冷酷王子は子リス姫を愛でる
お見舞いだと、王妃様から花が届いたり、ルイ様のお母様からも妊娠に優しいお茶が届いたり。



まだ城内だけの内密な妊娠話しだが、どうやらお祝いムードになっているようだ。



ハァ、食べることが好きなに、食べたくない…。



食べたいのに食べたら吐く…。



「お腹、ぺったんこ…」



本当にここにアンドリュー様の分身がいるの?



お腹を見ると具合が悪いだけで、妊娠しているとは思えない。



「これ、本当にいる?」

「おりますよ。

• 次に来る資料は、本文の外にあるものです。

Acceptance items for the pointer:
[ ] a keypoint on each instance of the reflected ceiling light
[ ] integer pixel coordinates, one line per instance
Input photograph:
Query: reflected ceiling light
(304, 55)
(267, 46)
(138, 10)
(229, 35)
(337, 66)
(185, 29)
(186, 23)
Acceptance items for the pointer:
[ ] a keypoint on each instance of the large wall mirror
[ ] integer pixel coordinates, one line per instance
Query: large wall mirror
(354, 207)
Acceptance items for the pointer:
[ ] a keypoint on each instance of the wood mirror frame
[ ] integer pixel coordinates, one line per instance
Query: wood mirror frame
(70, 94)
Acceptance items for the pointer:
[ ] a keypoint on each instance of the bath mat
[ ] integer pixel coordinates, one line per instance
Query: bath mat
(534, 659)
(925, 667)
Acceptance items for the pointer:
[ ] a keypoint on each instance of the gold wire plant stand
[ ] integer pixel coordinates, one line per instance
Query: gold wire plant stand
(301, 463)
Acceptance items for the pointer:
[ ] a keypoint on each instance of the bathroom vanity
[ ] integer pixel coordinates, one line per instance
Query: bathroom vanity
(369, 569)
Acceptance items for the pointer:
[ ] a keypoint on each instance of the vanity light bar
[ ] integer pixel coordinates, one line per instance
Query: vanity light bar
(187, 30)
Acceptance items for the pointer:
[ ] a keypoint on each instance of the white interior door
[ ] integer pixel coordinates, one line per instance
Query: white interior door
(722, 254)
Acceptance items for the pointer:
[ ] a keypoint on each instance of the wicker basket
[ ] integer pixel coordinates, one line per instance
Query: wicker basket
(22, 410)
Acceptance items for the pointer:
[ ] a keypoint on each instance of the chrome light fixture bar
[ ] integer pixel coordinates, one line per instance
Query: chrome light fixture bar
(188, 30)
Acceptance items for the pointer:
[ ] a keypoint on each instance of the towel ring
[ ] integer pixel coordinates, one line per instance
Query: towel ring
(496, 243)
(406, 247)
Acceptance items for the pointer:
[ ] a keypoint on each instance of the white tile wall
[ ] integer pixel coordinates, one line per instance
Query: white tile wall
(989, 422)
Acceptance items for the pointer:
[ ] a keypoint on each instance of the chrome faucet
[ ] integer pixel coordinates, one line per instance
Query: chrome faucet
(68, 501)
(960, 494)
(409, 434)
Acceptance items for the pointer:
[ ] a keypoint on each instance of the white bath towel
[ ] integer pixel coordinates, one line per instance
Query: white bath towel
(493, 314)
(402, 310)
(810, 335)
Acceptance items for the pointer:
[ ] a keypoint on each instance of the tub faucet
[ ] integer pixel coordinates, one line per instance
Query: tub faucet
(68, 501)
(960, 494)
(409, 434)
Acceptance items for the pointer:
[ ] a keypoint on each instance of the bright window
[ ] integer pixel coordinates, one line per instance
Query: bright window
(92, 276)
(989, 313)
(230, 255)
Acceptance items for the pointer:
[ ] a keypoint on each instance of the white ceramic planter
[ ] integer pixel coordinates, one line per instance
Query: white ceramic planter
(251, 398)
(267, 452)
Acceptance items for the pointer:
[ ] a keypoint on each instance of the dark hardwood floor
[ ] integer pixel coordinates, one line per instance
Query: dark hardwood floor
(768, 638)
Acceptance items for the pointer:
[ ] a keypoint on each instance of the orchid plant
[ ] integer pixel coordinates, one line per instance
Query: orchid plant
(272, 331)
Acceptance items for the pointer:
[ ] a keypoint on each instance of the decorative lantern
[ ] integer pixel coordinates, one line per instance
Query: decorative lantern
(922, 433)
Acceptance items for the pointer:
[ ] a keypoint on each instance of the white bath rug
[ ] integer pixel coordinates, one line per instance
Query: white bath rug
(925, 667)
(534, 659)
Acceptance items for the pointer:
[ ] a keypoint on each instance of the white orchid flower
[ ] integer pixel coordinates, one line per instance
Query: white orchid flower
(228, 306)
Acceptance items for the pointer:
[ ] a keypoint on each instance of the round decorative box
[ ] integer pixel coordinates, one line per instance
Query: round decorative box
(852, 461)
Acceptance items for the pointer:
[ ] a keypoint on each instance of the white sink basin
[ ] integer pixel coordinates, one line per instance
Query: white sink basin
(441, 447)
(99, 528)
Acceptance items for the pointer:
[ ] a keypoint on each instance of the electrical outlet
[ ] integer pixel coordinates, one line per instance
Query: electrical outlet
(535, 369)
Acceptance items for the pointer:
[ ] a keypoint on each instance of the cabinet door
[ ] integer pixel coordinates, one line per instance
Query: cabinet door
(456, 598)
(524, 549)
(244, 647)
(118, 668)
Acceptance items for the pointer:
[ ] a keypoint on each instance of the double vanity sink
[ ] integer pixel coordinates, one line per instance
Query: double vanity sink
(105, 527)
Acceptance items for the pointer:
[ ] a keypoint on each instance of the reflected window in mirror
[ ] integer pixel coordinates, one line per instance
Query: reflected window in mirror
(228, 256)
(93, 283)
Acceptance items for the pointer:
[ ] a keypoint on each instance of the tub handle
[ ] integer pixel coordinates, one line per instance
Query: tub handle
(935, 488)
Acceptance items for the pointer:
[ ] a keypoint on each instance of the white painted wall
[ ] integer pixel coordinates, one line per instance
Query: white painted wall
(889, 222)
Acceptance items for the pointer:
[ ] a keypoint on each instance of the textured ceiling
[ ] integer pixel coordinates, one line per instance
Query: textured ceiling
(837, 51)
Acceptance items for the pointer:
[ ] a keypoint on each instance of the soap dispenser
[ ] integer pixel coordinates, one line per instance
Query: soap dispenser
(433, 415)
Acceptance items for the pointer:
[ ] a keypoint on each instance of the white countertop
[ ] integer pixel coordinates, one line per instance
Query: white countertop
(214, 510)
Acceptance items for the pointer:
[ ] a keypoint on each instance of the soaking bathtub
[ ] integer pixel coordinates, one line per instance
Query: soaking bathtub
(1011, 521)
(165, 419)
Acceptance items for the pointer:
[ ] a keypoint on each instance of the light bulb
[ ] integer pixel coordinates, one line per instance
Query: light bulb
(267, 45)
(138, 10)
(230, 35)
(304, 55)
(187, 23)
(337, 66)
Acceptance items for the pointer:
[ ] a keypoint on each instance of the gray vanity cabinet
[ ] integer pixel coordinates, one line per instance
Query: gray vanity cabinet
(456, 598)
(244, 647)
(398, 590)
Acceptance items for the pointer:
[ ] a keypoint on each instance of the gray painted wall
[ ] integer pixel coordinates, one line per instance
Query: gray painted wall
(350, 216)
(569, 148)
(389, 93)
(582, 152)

私を疑うのですか?これが誤診なら、私の首が飛ぶようなお話なのですよ?」

「いえ、そういうわけではないのですが、なんかこう…妊婦さんらしくないなぁと思ってしまうので」

「今からです。初めはそんなものです」



定期的に診察に来てくれる女医さんには感謝している。



何も口にしたくない私に、治癒魔法をかけてくれるのだ。



本当に助かってるし、少しばかり体は楽になるので。



「キャシー、子ども部屋はどんな内装にしようか。好きなものを選んでいいぞ‼︎」



アンドリュー様、張り切りすぎです…。